Proposed tax reforms are expected to be tackled during the interagency Development Budget Coordination Committee (DBCC) meeting on Monday.
Edillon said the DBCC’s executive technical board (ETB) will be presenting its macroeconomic targets based on two scenarios—a business-as-usual scenario and a tax-reform scenario.
She said the DBCC’s Cabinet Committee, chaired by Budget Secretary Florencio Abad, will decide on the economic targets by first considering tax-reform measures.
Tax-reform proposals could be discussed as the government needs to firm up its sources of revenues to sustain its implementation of macreconomic reforms.
The DBCC is one of seven interagency committees under the Neda Board.

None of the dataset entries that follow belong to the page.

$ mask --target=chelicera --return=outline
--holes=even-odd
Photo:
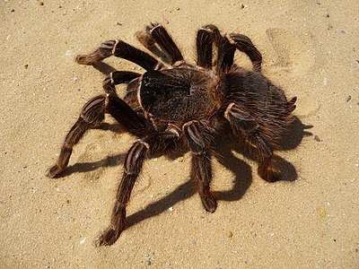
[[[197,34],[197,64],[184,61],[166,30],[150,23],[138,35],[142,44],[167,56],[167,63],[122,40],[108,40],[89,55],[76,57],[81,65],[93,65],[115,56],[145,69],[144,74],[115,71],[103,82],[105,94],[91,99],[68,132],[57,163],[47,174],[58,176],[67,166],[73,147],[89,130],[98,127],[105,114],[111,115],[138,140],[128,150],[117,192],[111,221],[97,245],[113,244],[126,226],[126,207],[146,157],[184,146],[191,155],[190,177],[207,212],[216,209],[210,190],[212,147],[222,134],[244,139],[258,152],[258,173],[267,181],[277,179],[272,165],[296,98],[290,101],[284,91],[261,74],[262,56],[250,39],[241,34],[221,35],[215,25],[201,27]],[[233,64],[240,50],[252,62],[252,70]],[[120,99],[115,85],[127,83]],[[216,152],[214,152],[216,151]]]

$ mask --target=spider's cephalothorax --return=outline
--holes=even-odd
[[[288,102],[284,91],[260,73],[261,54],[244,35],[223,36],[211,24],[200,28],[196,65],[184,61],[172,39],[158,23],[148,25],[138,39],[163,63],[122,40],[106,41],[93,53],[76,57],[79,64],[92,65],[115,56],[137,64],[146,72],[109,74],[103,81],[106,94],[84,105],[65,139],[57,164],[48,170],[50,178],[59,175],[68,164],[74,145],[87,130],[101,123],[105,113],[138,137],[127,154],[111,222],[97,241],[99,246],[113,244],[124,230],[126,206],[150,152],[164,153],[183,144],[191,153],[190,176],[204,207],[211,213],[217,204],[210,191],[210,159],[220,153],[214,152],[216,150],[211,143],[221,139],[221,134],[232,134],[252,144],[258,152],[259,176],[267,181],[276,180],[273,150],[295,108],[296,98]],[[214,48],[216,54],[213,54]],[[253,70],[233,65],[236,49],[250,57]],[[213,55],[216,55],[215,60]],[[115,85],[119,83],[127,84],[123,100],[116,92]]]

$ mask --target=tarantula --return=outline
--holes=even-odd
[[[55,178],[68,164],[73,147],[91,128],[111,115],[138,140],[127,153],[122,179],[109,228],[97,246],[113,244],[126,225],[126,206],[143,163],[149,154],[176,150],[190,152],[190,177],[202,204],[214,213],[217,203],[210,191],[212,147],[221,134],[232,134],[257,149],[258,173],[267,181],[277,179],[273,151],[283,134],[296,98],[287,101],[284,91],[261,74],[262,56],[251,40],[241,34],[221,35],[212,24],[197,33],[197,65],[187,64],[166,30],[150,23],[138,39],[147,48],[167,56],[160,62],[122,40],[108,40],[89,55],[76,56],[81,65],[93,65],[115,56],[145,69],[141,74],[115,71],[103,81],[105,94],[90,100],[68,132],[58,160],[47,175]],[[233,65],[236,49],[251,60],[253,70]],[[213,58],[215,56],[215,59]],[[121,100],[115,85],[127,83]]]

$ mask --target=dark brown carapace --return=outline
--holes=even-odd
[[[89,129],[99,126],[105,113],[138,138],[127,154],[111,222],[98,239],[98,246],[113,244],[124,230],[126,206],[149,153],[164,153],[184,145],[191,154],[190,176],[210,213],[217,204],[210,191],[211,156],[220,154],[212,143],[223,137],[221,134],[232,134],[256,148],[259,176],[267,181],[276,180],[273,150],[277,148],[295,108],[296,98],[288,102],[284,91],[261,74],[261,54],[244,35],[221,35],[214,25],[200,28],[196,65],[184,61],[172,39],[158,23],[148,25],[138,39],[166,61],[160,62],[121,40],[106,41],[92,54],[76,57],[81,65],[92,65],[115,56],[146,72],[116,71],[107,76],[103,82],[106,93],[84,105],[65,139],[57,164],[47,173],[55,178],[65,169],[74,144]],[[233,64],[237,49],[250,57],[252,70]],[[119,83],[127,84],[124,100],[116,92],[115,85]]]

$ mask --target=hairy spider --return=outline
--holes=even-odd
[[[138,138],[127,153],[111,221],[98,246],[113,244],[124,230],[126,206],[149,153],[164,153],[184,145],[191,153],[190,177],[210,213],[217,205],[210,191],[211,156],[218,153],[211,145],[221,134],[232,134],[255,147],[258,173],[265,180],[276,180],[273,150],[278,147],[278,139],[295,108],[296,98],[288,102],[284,91],[261,74],[261,54],[244,35],[221,35],[215,25],[203,26],[197,34],[196,65],[184,61],[172,39],[158,23],[150,23],[137,38],[147,48],[166,55],[167,63],[122,40],[105,41],[93,53],[77,56],[76,62],[81,65],[115,56],[146,72],[115,71],[105,78],[106,93],[84,105],[65,139],[57,164],[47,172],[55,178],[65,169],[74,145],[87,130],[99,126],[105,113]],[[253,70],[233,65],[236,49],[250,57]],[[127,84],[124,100],[116,92],[115,85],[119,83]]]

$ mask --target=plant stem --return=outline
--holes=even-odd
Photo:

The Neda Board is the highest policy-making body in the government and is chaired by the President.
Apart from making economic targets, the DBCC is also tasked to recommend to the President levels of annual government spending for economic and social development, national defense and debt service.
It allocates expenditures for various government activities and amounts allocated for capital outlays for various infrastructure projects.